Medium is not dead : Si l’évolution de la littérature et de l’art modernes et contemporains tend à une dé-spécification des mediums, selon le constat établi par Pascal Mougin, que reste-t-il aujourd’hui des médialités – des « résidus » – dans la création ou la production ? Transmédialité et dématérialisation ont-elles définitivement achevé d’effacer toute trace des médialités ? Ou de leur soustraire toute valeur ?

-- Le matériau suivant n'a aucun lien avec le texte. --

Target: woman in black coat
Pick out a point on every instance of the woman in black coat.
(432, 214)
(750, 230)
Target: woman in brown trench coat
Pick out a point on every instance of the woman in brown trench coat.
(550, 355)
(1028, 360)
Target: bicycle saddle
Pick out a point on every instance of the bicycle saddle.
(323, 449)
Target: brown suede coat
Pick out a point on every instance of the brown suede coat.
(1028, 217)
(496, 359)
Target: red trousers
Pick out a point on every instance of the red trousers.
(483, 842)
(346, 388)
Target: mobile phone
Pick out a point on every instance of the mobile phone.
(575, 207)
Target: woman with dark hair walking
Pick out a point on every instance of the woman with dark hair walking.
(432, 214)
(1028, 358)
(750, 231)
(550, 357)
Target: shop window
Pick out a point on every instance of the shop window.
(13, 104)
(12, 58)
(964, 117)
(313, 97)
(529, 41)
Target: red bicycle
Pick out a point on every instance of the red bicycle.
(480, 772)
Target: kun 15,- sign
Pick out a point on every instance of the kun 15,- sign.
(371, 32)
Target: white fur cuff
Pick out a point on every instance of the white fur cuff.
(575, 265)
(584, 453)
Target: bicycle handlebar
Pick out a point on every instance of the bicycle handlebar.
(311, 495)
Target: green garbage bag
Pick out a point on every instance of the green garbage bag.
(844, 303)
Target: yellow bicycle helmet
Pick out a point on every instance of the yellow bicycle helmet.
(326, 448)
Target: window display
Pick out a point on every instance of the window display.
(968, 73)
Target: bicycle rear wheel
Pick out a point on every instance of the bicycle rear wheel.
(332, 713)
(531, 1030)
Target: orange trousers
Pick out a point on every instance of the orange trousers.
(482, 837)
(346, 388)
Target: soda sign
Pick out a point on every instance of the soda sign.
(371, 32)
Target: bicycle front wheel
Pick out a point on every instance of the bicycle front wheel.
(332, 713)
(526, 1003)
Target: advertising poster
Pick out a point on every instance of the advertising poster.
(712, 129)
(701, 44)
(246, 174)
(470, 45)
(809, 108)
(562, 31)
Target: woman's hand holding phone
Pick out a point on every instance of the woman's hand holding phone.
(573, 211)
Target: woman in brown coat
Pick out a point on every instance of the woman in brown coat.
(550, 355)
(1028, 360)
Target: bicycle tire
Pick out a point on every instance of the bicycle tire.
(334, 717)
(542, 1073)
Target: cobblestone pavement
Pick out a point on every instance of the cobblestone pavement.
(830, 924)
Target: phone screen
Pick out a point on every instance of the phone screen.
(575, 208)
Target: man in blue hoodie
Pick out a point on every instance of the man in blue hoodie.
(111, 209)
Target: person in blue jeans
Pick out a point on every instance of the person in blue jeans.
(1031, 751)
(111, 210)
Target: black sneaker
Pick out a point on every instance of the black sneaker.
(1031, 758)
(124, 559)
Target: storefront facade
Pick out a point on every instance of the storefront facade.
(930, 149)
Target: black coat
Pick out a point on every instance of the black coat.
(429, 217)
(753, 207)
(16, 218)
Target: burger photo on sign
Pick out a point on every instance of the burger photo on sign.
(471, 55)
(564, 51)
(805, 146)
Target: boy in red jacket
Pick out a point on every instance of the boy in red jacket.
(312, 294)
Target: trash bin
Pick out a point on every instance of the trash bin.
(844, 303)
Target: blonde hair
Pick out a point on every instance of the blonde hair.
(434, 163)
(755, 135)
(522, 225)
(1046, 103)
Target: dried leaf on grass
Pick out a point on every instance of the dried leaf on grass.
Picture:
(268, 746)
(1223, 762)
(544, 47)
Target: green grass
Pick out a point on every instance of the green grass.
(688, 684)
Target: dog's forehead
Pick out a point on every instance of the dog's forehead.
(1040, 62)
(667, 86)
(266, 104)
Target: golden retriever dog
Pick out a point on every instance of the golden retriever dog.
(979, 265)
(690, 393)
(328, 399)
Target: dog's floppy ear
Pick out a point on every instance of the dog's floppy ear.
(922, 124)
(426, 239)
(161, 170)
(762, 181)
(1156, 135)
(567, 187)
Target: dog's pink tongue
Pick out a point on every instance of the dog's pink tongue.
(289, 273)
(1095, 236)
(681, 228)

Alors que les études intermédiales et transmédiales reposent depuis de nombreuses années sur des théories, des corpus et des spécialités bien établis, la médialité (radicale, sans préfixe) reste encore peu interrogée et problématisée. Pourtant, en tant que processus, elle intéresse « l’idée du médium » (Rancière) et les questions de transmission et de circulation. Elle permet de penser les formes d’artisanat de l’œuvre, le travail de négociation mené avec les contraintes des différents matériaux que sont la langue, la photographie argentique, la fluidité numérique, les huiles et les encres, le gramophone et la machine à écrire, la pierre et l’argile, etc. Les médialités s’inscrivent ainsi dans une approche matérielle de l’analyse qui pose la question du support, de la technique, mais aussi du contexte culturel, des valeurs et des usages dans la production et dans la réception.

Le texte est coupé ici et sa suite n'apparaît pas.